Sottolineando che il rispetto delle decisioni sanzionatorie dell'Autorità è di importanza critica per la creazione di un ambiente concorrenziale e per l'effetto deterrente, Küle ha affermato che la sanzione inflitta a EssilorLuxottica, attiva nella produzione di lenti ottiche e macchinari, è importante sotto questo aspetto.
Ricordando che nel 2018 era stata concessa un'autorizzazione condizionata alla richiesta di fusione tra Essilor, nota per la produzione di occhiali da sole, e Luxottica, Küle ha proseguito:
"Quest'anno abbiamo accertato che l'impresa non ha rispettato le condizioni di quella decisione, portando gli ottici a lavorare solo con loro vendendo lenti ottiche e macchinari in pacchetto. Per questa violazione, abbiamo inflitto all'impresa una sanzione di 492 milioni di lire. Abbiamo anche messo nel mirino il modo in cui le aziende limitano i salari e i benefit dei dipendenti attraverso accordi di 'gentiluomo' o di non reclutamento. In un'indagine in cui abbiamo esaminato d'ufficio 48 imprese nel 2023, abbiamo inflitto sanzioni per 252 milioni di lire a 27 imprese. Sono invece in corso 3 nostre indagini che coinvolgono 35 imprese in questo ambito."
Spiegando che avviano indagini di settore nei mercati in cui ricevono segnali di disfunzione e aprono indagini ufficiali contro i problemi rilevati, Küle ha affermato che, in questo quadro, hanno pubblicato rapporti di settore relativi alla pubblicità online e ai beni di largo consumo, hanno intrapreso azioni contro le disfunzioni di mercato identificate a seguito di questi rapporti e hanno avviato indagini di settore per identificare i problemi di concorrenza che potrebbero emergere nei mercati della zona terremotata.
Küle ha riferito che, oltre alle indagini condotte nel campo dell'e-commerce, hanno preso decisioni riguardanti la possibilità di vendere biglietti dell'autobus su diverse piattaforme e il trasferimento di annunci immobiliari e automobilistici sulla piattaforma desiderata.
45 INDAGINI IN CORSO
Fornendo informazioni anche sulle indagini condotte quest'anno, Küle ha fatto la seguente valutazione:
"Quest'anno abbiamo concluso 58 indagini. In 46 di queste, in cui sono state accertate violazioni o le imprese hanno accettato la violazione raggiungendo un accordo, sono state inflitte sanzioni per 2,3 miliardi di lire.
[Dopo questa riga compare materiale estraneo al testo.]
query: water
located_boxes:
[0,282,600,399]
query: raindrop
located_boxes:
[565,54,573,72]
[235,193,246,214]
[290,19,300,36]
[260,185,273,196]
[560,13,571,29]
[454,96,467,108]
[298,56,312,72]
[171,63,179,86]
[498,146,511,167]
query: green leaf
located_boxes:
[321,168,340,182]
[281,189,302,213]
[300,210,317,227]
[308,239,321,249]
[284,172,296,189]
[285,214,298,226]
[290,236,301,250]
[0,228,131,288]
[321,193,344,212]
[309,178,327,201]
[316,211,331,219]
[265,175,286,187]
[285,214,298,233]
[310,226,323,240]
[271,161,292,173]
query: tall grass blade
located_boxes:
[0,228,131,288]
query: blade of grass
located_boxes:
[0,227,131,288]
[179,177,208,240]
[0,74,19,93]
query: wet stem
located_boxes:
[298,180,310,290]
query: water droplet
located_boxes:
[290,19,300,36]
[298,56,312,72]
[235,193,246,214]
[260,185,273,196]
Tuttavia, in alcuni mercati, fornire una guida su come aprire il mercato alla concorrenza sta diventando più importante che limitarsi a infliggere sanzioni o fermare la violazione. Sotto questo aspetto, in 6 indagini, l'indagine è stata conclusa accettando come sufficienti gli impegni presentati dalle imprese per eliminare le preoccupazioni concorrenziali emerse. Le pratiche di Digitürk di offrire i diritti di trasmissione secondari ad altre emittenti in modo discriminatorio, le pratiche di bundling di Obilet e le restrizioni alla pubblicità online sono esempi di questi fascicoli. Allo stesso modo, nelle indagini concluse con sanzioni, il nostro focus non è rivolto solo alla sanzione; conduciamo processi di conformità dettagliati affinché le imprese tornino a condizioni di mercato non violative. La decisione presa riguardo a Sahibinden.com è un buon esempio di ciò, con le misure previste oltre alla sanzione."
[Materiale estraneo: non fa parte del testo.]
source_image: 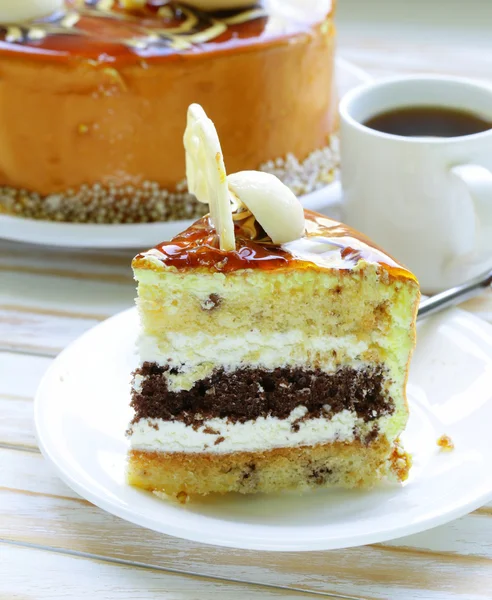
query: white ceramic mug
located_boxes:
[340,76,492,294]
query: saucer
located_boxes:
[35,309,492,551]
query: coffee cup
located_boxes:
[340,76,492,294]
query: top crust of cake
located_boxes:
[0,0,333,63]
[132,210,417,282]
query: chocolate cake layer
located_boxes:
[131,362,394,426]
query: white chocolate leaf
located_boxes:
[227,171,305,244]
[184,104,236,251]
[0,0,65,23]
[182,0,255,11]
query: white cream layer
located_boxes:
[138,330,368,391]
[130,406,387,454]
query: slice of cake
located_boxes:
[128,107,419,499]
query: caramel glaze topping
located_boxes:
[0,0,332,63]
[133,210,416,281]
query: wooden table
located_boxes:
[0,9,492,600]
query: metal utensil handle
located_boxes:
[417,270,492,321]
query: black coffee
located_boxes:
[364,106,492,137]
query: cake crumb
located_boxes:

Küle ha affermato che stanno continuando a lavorare su 45 indagini, di cui 35 aperte quest'anno, aggiungendo: "Le nostre indagini in corso sono concentrate principalmente nei settori alimentare, elettrodomestici, piccoli elettrodomestici, istruzione, edilizia, energia, automobilistico, intrattenimento, tecnologie dell'informazione, cosmetica e chimica. Con le risorse umane che abbiamo sviluppato, gestiamo processi molto più efficaci e, grazie ai meccanismi di impegno e conciliazione introdotti nella nostra Legge, prendiamo decisioni molto più rapidamente. Ad esempio, le nostre indagini aperte sulla fissazione dei prezzi di rivendita in settori come l'alimentare, l'automobilistico e la cosmetica sono state concluse in breve tempo grazie all'applicazione del meccanismo di conciliazione."